15.9.13

sem nome

As vezes me pergunto quem secretamente me odeia quando deveria, na verdade, estar me questionando quem assim me ama. Mas os pensamentos, bem como os sonhos tendem à realidade ou às mentiras que de tão repetidas parecem reais. Suicídio é praqueles que levam ao pé da letra a mínima de que os incomodados se mudam.
Essa entidade que venho flertando há tanto tempo sempre me pareceu intocável e para o meu bem e praqueles que me confidenciam, confiando, espero que permaneça assim. Mas você sabe como é difícil andar por essas ruas. Você sabe dos assaltos de confiança e homicídios de felicidade que nelas ocorre. Amor é o bairro nobre, longe de nós; periféricos. Plenitude se esconde na ilha mais distante da costa leste.
                Vez por outra, ouvimos esse ecoar de baixa qualidade, vislumbramos a vida ideal pela voz energética dos seres sobrehumanos que por lá permeiam. Alguns dizem que estão conosco, outros ostentam seus molares brancos. Tem até os que se compadecem ao ponto de cantar as mágoas do primeiro mundo. Mas nós sabemos que aqui no morro a vida é outra. A mulata que samba é chamada de puta; o porta-bandeira, viado. A caipirinha amarga mais do que a cachaça pura e, mesmo assim, não olhamos pro lado.

                Por respeito imposto à mãe preta, nos enclausuramos. Por medo do Pai, julgamos uns aos outros e continuamos a olhar a telinha, nos afogando em pixels modestos e cores lavadas. Tape seus ouvidos; enxergue preto e branco.
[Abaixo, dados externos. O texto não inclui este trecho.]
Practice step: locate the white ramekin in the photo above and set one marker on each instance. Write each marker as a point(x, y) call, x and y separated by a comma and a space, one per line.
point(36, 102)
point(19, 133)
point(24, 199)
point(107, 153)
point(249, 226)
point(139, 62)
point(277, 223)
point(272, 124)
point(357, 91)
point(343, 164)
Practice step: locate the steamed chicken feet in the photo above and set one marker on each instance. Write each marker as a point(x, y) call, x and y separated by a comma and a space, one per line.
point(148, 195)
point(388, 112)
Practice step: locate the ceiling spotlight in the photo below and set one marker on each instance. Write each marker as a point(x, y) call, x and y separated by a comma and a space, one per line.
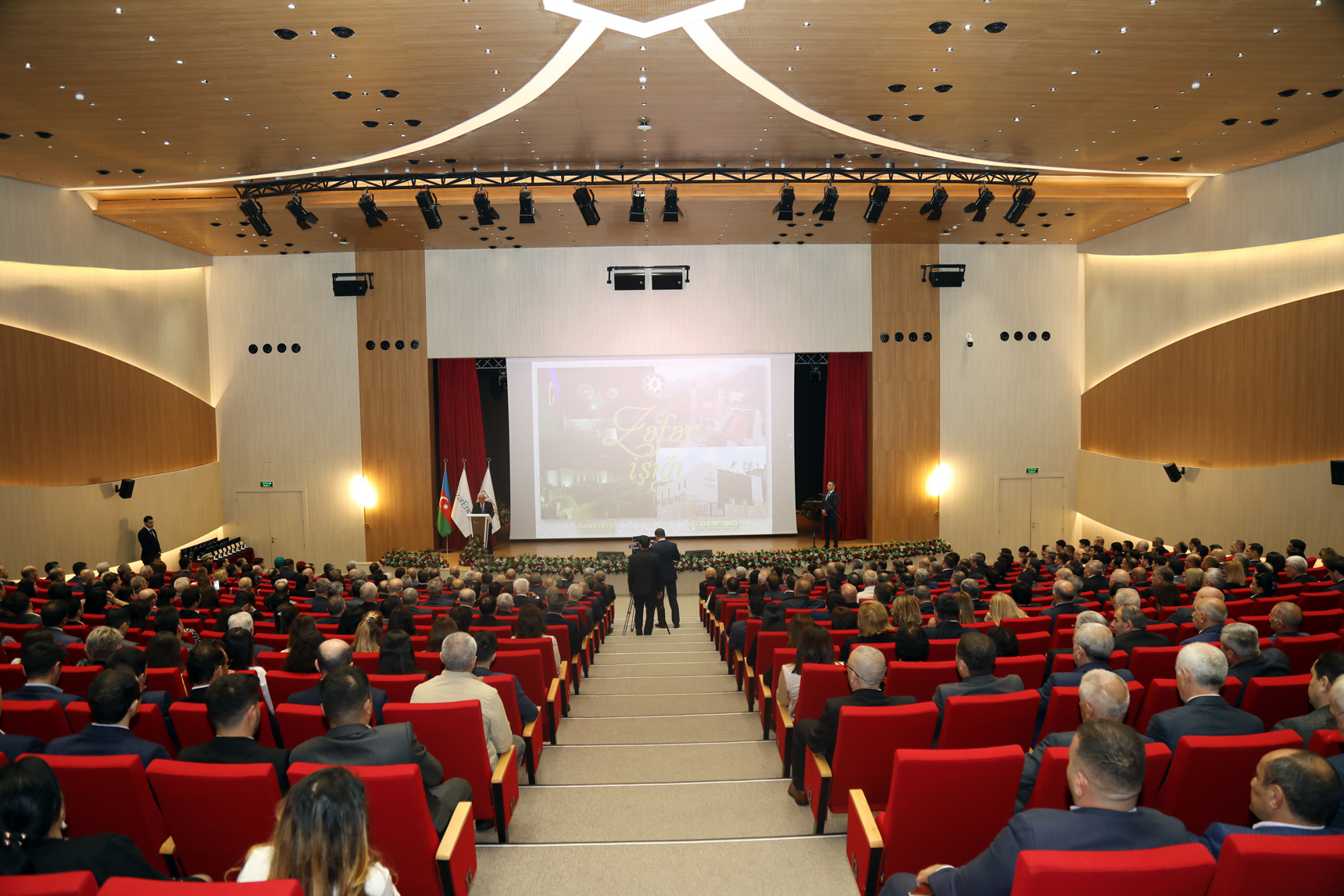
point(586, 202)
point(981, 205)
point(374, 216)
point(877, 201)
point(252, 210)
point(526, 210)
point(935, 205)
point(429, 207)
point(1021, 201)
point(828, 203)
point(484, 214)
point(306, 220)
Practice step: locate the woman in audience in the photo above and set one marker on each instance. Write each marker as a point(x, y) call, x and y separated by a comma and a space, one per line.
point(813, 645)
point(321, 840)
point(1004, 608)
point(33, 814)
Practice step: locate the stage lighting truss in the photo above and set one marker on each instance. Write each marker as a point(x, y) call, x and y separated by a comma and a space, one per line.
point(306, 220)
point(981, 205)
point(933, 209)
point(252, 211)
point(374, 216)
point(828, 203)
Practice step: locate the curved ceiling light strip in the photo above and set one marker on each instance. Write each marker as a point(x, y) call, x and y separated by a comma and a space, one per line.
point(731, 63)
point(584, 37)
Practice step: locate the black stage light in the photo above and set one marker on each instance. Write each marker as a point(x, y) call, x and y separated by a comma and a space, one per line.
point(671, 211)
point(981, 205)
point(306, 220)
point(252, 210)
point(1021, 201)
point(586, 202)
point(374, 216)
point(877, 202)
point(484, 214)
point(828, 205)
point(429, 207)
point(935, 205)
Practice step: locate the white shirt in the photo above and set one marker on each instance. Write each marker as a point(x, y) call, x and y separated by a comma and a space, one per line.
point(257, 868)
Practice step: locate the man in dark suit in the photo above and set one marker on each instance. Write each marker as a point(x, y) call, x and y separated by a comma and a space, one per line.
point(866, 668)
point(1106, 767)
point(831, 516)
point(1200, 672)
point(1295, 793)
point(350, 741)
point(976, 653)
point(670, 555)
point(113, 701)
point(644, 574)
point(331, 656)
point(149, 550)
point(233, 705)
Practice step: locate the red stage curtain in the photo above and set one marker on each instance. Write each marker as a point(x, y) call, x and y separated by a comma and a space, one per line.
point(460, 434)
point(847, 440)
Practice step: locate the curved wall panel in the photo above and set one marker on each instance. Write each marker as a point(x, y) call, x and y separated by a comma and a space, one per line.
point(1252, 392)
point(55, 395)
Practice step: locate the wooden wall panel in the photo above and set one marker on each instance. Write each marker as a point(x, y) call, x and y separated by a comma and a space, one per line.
point(394, 405)
point(902, 397)
point(1282, 359)
point(50, 386)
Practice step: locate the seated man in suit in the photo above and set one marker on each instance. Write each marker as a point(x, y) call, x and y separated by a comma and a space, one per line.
point(42, 669)
point(1106, 765)
point(1245, 659)
point(976, 655)
point(1200, 673)
point(331, 656)
point(1325, 672)
point(350, 741)
point(113, 701)
point(866, 669)
point(233, 704)
point(1101, 694)
point(1295, 793)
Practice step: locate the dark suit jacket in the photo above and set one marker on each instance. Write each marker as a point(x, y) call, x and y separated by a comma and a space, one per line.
point(1203, 715)
point(991, 872)
point(823, 737)
point(668, 554)
point(106, 741)
point(237, 751)
point(311, 699)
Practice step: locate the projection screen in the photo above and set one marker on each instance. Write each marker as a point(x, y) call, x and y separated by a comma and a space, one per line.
point(610, 448)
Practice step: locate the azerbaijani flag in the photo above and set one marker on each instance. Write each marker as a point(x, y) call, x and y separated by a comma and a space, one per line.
point(445, 508)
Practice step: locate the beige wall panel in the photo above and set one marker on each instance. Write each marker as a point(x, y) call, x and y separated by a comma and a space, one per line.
point(902, 445)
point(1289, 201)
point(1007, 406)
point(291, 419)
point(1269, 504)
point(93, 524)
point(394, 405)
point(48, 226)
point(1138, 304)
point(152, 319)
point(1285, 351)
point(556, 302)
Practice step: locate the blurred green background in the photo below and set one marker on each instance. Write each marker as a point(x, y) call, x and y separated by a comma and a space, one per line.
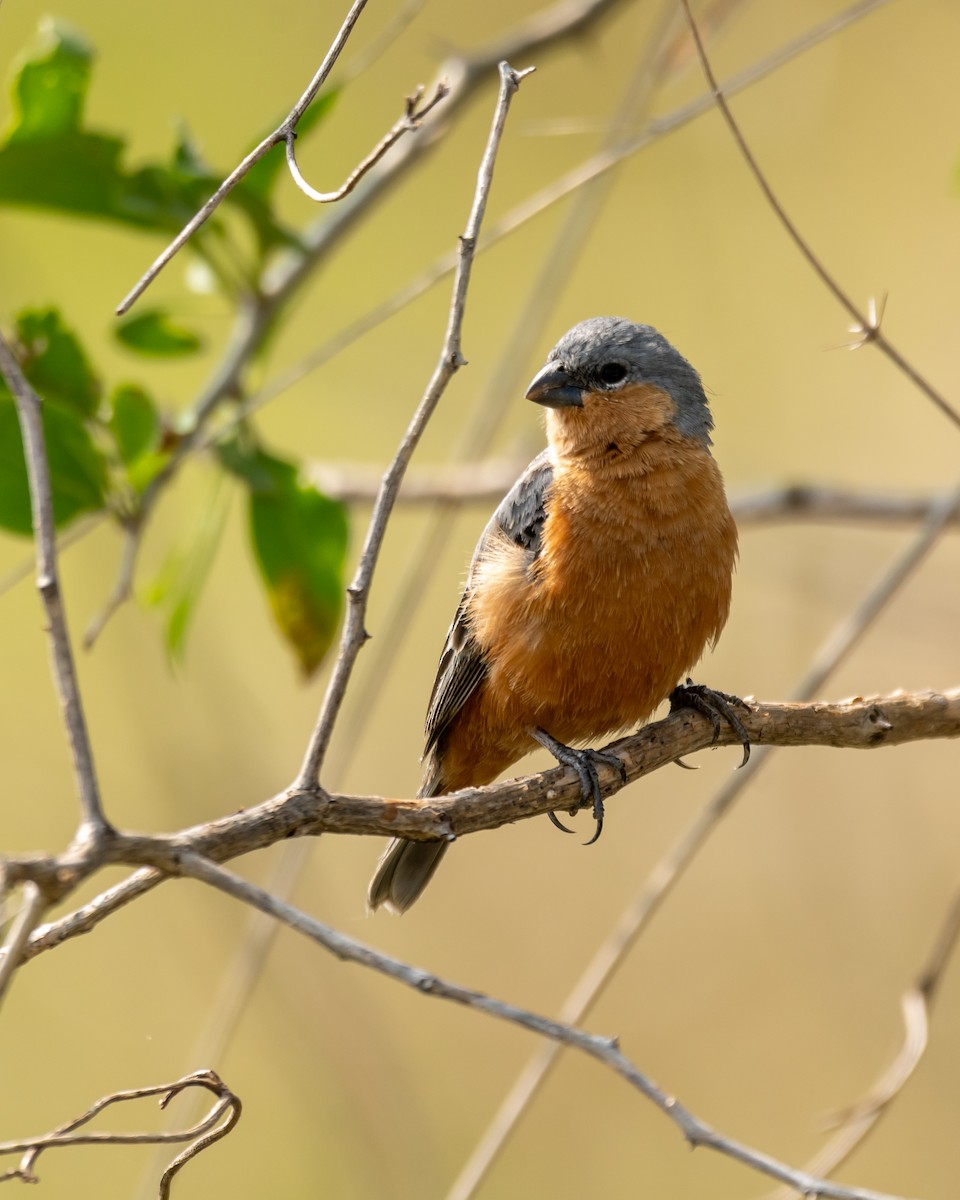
point(766, 994)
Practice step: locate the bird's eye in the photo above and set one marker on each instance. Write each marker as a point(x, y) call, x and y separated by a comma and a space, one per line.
point(612, 372)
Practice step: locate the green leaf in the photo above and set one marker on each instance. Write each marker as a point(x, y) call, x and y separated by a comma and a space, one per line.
point(155, 333)
point(262, 177)
point(51, 84)
point(179, 586)
point(300, 544)
point(78, 472)
point(54, 363)
point(49, 160)
point(133, 421)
É suficiente pra ler essa mensagem, transformar o lamaçal da chuva em piscina de cinco estrelas e criarmos um novo sentimento pleno que não se chame felicidade, mas um nome tão típico que eles vão se coçar de seus Chateous querendo saber o que o gueto anda fazendo com o dinheiro dos rolexes roubados. Não ame; sinta tudo o que seus vizinhos tem para lhe dar; não tema, aproveite. Ora, não faça nada que essas palavras contemplem com signos; viva. Do contrário eles vencerão e seu viver sempre será menos do que o viver de quem toca piano ou come caviar.